Any impartial observer of the Sindh scene would tell you that everyone, perhaps even diehard supporters, are aware of what the two most popular parties in Sindh have been up to. The point is those running the operation need just present evidence in courts and secure convictions.

These psy war tactics are mostly counterproductive as they are seen as ‘dirty’ and reinforce the persecution and martyrdom syndrome these parties have long used to generate and galvanise support. The best course is an even-handed and above-board enforcement of the law.

If the law-enforcement machinery wants to restore peace and sanity to Pakistan like it says it does, and I have no reason to doubt it, these apparent leaks to the media must stop as they show the forces in a rather negative light, even desperate.

For its part, even if some of the media is allowing itself to be used in the mistaken belief that it is serving a good cause, my humble suggestion would be: don’t.

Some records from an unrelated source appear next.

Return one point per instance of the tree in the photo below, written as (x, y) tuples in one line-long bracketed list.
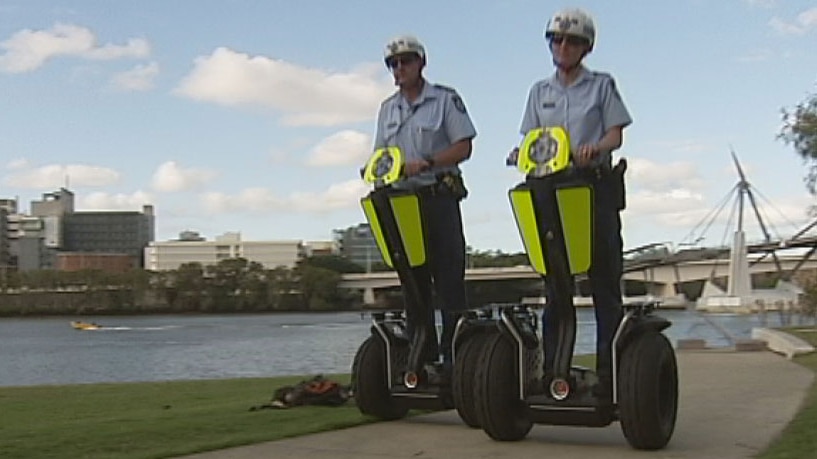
[(800, 130)]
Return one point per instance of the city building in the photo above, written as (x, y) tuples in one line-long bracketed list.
[(36, 240), (109, 262), (5, 244), (358, 245), (320, 248), (109, 232), (168, 255)]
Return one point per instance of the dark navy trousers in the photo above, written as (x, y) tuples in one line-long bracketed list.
[(444, 272), (604, 276)]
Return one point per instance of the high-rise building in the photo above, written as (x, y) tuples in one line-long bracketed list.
[(9, 232), (5, 246), (357, 244), (162, 256), (111, 232), (54, 227)]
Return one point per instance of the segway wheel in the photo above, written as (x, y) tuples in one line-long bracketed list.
[(370, 382), (648, 391), (501, 412), (462, 387)]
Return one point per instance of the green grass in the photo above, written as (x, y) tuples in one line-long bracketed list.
[(167, 419), (154, 420), (798, 439)]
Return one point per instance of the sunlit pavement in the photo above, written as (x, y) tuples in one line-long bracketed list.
[(732, 404)]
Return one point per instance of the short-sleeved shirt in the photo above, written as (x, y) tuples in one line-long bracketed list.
[(587, 108), (433, 122)]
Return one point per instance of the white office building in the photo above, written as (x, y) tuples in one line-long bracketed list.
[(168, 255)]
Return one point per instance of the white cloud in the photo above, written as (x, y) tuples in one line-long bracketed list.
[(341, 148), (759, 55), (28, 50), (306, 96), (170, 177), (56, 175), (118, 201), (663, 177), (139, 78), (17, 164), (762, 3), (263, 201), (804, 22)]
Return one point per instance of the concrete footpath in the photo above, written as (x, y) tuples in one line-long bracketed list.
[(732, 405)]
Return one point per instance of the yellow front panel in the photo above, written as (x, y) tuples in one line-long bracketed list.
[(410, 224), (377, 231), (575, 211), (522, 204)]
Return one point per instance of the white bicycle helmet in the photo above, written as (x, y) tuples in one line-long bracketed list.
[(573, 22), (402, 45)]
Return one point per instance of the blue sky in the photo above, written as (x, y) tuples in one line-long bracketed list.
[(254, 116)]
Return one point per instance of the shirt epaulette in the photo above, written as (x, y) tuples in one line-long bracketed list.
[(445, 88)]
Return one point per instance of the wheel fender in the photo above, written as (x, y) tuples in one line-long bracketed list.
[(637, 328)]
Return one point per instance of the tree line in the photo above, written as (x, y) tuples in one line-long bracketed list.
[(231, 285)]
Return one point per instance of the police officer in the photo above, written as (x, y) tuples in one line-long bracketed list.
[(431, 126), (588, 105)]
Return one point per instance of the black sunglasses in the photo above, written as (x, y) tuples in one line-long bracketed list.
[(571, 40), (403, 59)]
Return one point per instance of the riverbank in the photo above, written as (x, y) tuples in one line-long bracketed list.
[(155, 420), (170, 419)]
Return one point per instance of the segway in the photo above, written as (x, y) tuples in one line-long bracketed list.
[(553, 211), (393, 371)]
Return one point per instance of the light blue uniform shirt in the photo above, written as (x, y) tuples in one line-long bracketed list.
[(586, 109), (433, 122)]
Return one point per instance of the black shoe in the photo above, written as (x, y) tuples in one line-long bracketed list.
[(439, 374), (603, 393)]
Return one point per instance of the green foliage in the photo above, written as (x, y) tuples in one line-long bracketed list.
[(800, 130), (231, 285)]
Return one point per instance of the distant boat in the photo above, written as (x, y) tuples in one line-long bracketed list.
[(79, 325)]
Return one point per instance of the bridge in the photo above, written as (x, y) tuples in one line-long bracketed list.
[(661, 270), (664, 269)]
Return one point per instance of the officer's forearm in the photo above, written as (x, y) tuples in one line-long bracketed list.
[(611, 140), (454, 154)]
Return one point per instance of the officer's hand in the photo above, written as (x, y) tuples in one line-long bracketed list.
[(585, 155), (513, 157), (415, 167)]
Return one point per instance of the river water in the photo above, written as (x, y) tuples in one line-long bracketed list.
[(35, 351)]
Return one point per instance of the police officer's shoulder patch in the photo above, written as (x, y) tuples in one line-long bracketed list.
[(445, 88), (458, 103), (455, 98)]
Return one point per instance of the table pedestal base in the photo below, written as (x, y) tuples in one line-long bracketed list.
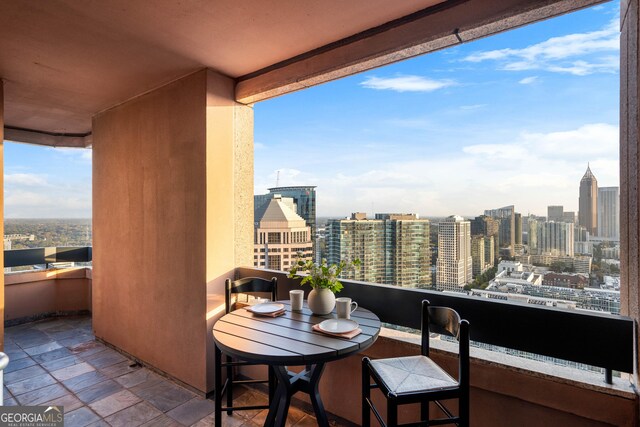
[(289, 383)]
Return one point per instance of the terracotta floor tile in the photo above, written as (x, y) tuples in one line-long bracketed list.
[(16, 365), (80, 417), (137, 377), (114, 403), (83, 381), (30, 384), (192, 411), (23, 374), (54, 365), (87, 348), (164, 395), (164, 421), (68, 401), (43, 348), (58, 353), (72, 371), (133, 416), (98, 391), (119, 369), (41, 395), (105, 358)]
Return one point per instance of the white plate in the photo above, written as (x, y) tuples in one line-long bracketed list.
[(266, 307), (338, 326)]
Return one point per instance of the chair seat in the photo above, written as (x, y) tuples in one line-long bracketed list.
[(411, 374)]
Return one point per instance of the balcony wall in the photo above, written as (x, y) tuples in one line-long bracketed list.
[(34, 294)]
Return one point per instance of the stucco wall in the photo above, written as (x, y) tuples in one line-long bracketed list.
[(169, 223), (33, 293), (149, 206), (2, 206)]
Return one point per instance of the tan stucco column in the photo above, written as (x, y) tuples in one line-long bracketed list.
[(2, 210), (172, 218), (629, 164)]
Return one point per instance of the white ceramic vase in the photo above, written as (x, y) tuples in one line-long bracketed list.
[(321, 301)]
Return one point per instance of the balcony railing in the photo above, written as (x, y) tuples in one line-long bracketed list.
[(46, 256), (592, 338)]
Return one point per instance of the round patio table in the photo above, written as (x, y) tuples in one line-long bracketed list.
[(288, 340)]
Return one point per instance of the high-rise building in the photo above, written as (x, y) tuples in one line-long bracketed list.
[(555, 213), (489, 251), (393, 248), (489, 227), (478, 261), (454, 266), (588, 202), (281, 236), (507, 234), (555, 238), (609, 212), (304, 199), (533, 234), (569, 217), (518, 228)]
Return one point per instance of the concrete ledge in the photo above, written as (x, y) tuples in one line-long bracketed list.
[(34, 294)]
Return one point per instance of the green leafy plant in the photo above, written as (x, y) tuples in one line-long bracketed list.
[(322, 275)]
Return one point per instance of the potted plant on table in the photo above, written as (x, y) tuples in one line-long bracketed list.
[(324, 282)]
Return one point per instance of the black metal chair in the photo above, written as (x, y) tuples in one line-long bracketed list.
[(418, 379), (249, 285)]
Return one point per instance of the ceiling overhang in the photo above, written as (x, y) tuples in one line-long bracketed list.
[(64, 61)]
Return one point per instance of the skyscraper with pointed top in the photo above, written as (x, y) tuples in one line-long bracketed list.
[(588, 202)]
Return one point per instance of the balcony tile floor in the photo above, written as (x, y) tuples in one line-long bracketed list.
[(59, 362)]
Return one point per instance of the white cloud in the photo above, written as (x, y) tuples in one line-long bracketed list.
[(576, 54), (406, 83), (29, 179), (528, 80), (35, 204), (531, 170), (473, 107)]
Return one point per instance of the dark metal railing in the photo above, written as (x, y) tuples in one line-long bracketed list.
[(46, 256), (597, 339)]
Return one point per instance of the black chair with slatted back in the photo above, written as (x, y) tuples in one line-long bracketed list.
[(418, 379), (250, 286)]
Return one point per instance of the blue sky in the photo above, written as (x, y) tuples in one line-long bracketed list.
[(46, 182), (509, 119)]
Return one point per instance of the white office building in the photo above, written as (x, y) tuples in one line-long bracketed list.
[(555, 238), (609, 213), (454, 265)]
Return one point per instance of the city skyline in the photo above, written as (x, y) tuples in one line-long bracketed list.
[(508, 119)]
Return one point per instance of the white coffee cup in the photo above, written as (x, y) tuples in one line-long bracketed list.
[(296, 296), (344, 307)]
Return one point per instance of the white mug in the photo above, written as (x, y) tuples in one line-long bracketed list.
[(296, 296), (344, 307)]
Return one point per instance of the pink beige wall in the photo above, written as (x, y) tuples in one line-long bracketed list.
[(32, 293), (169, 224), (2, 206)]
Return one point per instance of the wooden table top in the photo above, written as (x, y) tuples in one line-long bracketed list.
[(289, 339)]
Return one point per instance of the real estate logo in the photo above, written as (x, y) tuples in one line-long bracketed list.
[(31, 416)]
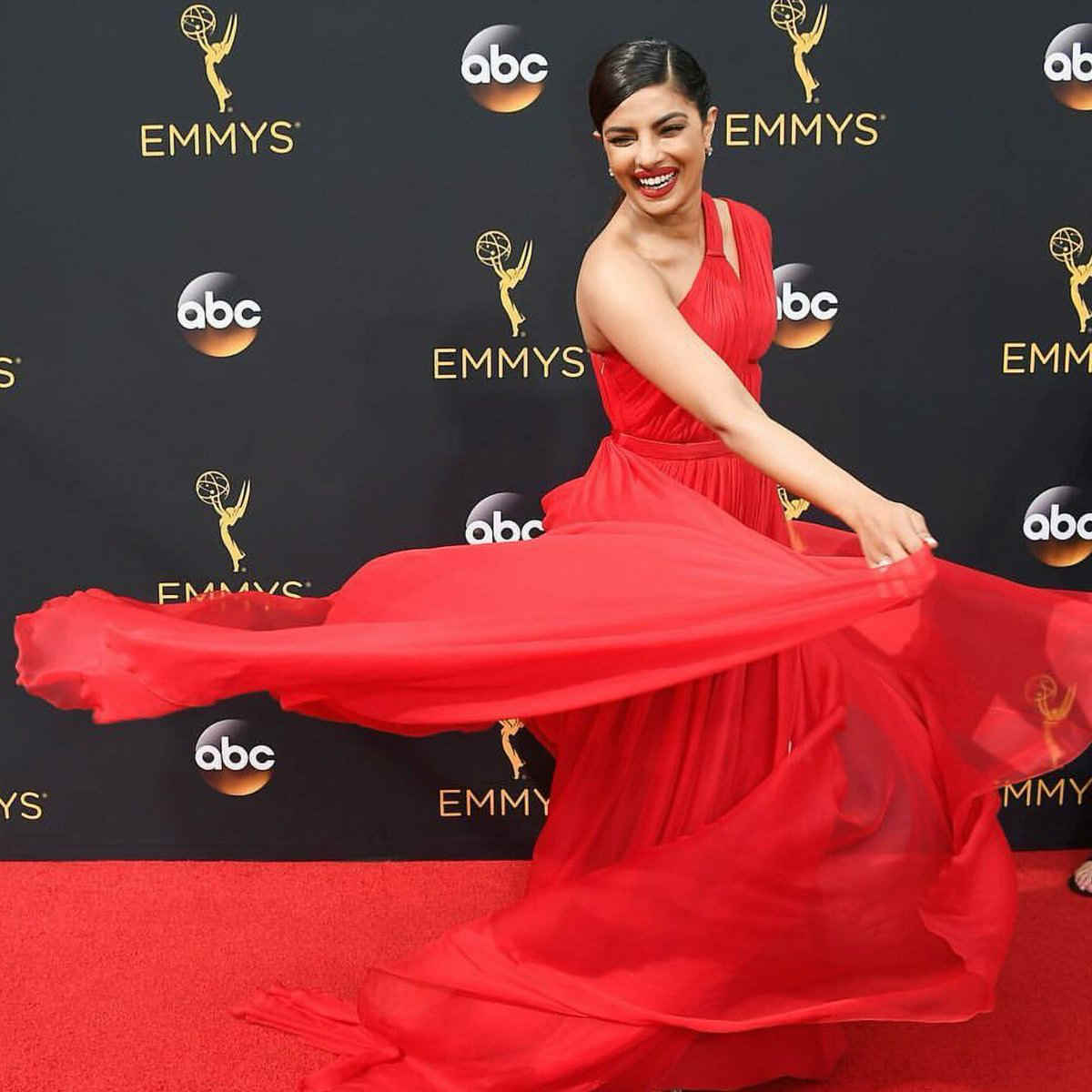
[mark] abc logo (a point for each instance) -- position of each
(1058, 527)
(216, 315)
(1068, 66)
(232, 760)
(501, 76)
(805, 311)
(501, 518)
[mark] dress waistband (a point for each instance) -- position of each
(672, 449)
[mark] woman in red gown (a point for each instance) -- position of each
(778, 753)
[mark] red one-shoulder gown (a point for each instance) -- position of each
(774, 804)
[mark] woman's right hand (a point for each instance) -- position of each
(888, 530)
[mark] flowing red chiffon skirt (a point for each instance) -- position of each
(774, 804)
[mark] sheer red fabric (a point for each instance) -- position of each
(774, 802)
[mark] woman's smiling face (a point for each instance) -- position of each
(656, 135)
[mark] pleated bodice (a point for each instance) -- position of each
(736, 317)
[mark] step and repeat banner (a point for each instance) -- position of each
(287, 288)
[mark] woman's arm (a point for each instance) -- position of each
(643, 325)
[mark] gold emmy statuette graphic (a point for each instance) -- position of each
(792, 507)
(1066, 244)
(212, 487)
(1041, 691)
(786, 15)
(508, 729)
(197, 22)
(491, 249)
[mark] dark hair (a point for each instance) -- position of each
(645, 63)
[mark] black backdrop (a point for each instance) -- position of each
(352, 222)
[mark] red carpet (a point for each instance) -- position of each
(118, 972)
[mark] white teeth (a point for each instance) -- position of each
(658, 180)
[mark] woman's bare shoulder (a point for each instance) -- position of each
(607, 263)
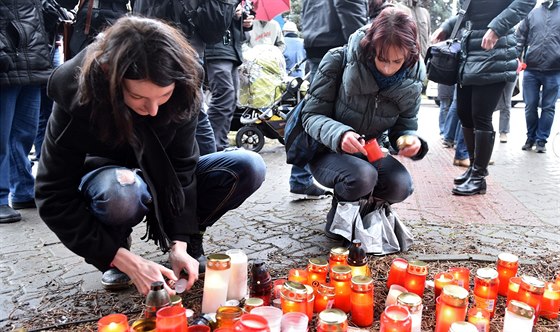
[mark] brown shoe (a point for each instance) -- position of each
(461, 162)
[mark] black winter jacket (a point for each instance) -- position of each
(538, 37)
(481, 67)
(167, 155)
(23, 43)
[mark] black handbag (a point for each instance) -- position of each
(443, 58)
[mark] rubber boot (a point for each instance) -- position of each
(476, 184)
(468, 134)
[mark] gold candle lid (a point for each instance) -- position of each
(339, 251)
(418, 268)
(218, 262)
(486, 273)
(462, 327)
(318, 262)
(507, 259)
(332, 316)
(521, 309)
(362, 283)
(532, 284)
(455, 295)
(410, 300)
(294, 291)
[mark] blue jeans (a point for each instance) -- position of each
(46, 107)
(224, 181)
(538, 128)
(353, 178)
(19, 113)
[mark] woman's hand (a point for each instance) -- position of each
(181, 261)
(438, 35)
(352, 143)
(141, 271)
(411, 148)
(489, 40)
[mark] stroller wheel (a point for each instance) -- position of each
(250, 138)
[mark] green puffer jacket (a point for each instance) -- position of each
(481, 67)
(359, 105)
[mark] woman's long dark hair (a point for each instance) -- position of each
(139, 49)
(391, 28)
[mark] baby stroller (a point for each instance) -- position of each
(258, 123)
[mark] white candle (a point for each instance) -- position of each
(237, 288)
(216, 281)
(394, 292)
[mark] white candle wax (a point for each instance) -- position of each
(237, 288)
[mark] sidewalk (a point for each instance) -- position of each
(520, 214)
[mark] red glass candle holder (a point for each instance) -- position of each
(440, 280)
(397, 273)
(298, 275)
(550, 304)
(506, 265)
(513, 289)
(171, 319)
(294, 297)
(395, 318)
(415, 280)
(324, 299)
(461, 276)
(479, 318)
(453, 307)
(486, 289)
(113, 323)
(531, 292)
(374, 152)
(338, 256)
(341, 276)
(361, 300)
(317, 270)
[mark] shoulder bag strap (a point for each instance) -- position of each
(460, 19)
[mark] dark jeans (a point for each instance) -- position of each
(224, 180)
(538, 128)
(476, 104)
(353, 178)
(224, 82)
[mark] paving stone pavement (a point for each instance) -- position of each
(520, 213)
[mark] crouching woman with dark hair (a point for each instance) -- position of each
(120, 147)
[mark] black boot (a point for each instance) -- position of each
(476, 184)
(468, 134)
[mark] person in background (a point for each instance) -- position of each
(120, 148)
(222, 62)
(538, 38)
(325, 25)
(24, 67)
(489, 61)
(380, 90)
(294, 52)
(445, 97)
(504, 107)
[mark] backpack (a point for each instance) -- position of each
(300, 146)
(209, 18)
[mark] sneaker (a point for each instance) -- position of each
(8, 215)
(503, 138)
(24, 205)
(528, 146)
(541, 148)
(461, 162)
(196, 251)
(311, 192)
(447, 144)
(114, 279)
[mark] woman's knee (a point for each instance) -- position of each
(116, 196)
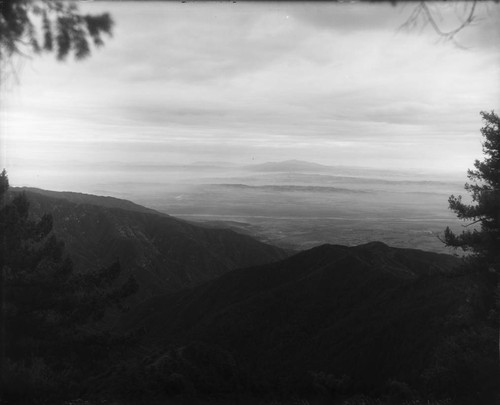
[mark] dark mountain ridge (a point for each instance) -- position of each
(163, 253)
(369, 314)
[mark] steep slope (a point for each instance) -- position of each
(373, 313)
(163, 253)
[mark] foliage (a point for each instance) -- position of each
(485, 191)
(49, 312)
(32, 27)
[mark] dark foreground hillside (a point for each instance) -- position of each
(162, 252)
(326, 323)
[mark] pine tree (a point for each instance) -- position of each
(49, 312)
(484, 243)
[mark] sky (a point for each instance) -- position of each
(330, 83)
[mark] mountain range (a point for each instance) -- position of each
(162, 252)
(333, 319)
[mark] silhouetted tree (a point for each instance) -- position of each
(49, 312)
(485, 191)
(483, 242)
(30, 27)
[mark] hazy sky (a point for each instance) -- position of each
(336, 84)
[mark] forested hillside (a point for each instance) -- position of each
(162, 252)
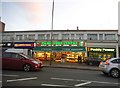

No good cause is good enough or needs to be served with patent lies and unethical practices.

All the media needs to do to serve society and fulfil its role is to have an unflinching commitment to the truth, fairness and objectivity. And if it has been unable to follow such a course because of intimidation or other pressures that sin can’t be atoned with untruths and half-truths.

Objectivity warrants that wherever the performance of the state machinery has been good and effective it should be praised. Where sacrifices are being made gratitude has to be solemnly offered and the heroes hailed. But even here there isn’t a need to beatify an institution that is merely clearing much of the mess it itself created.

The writer is a former editor of Dawn.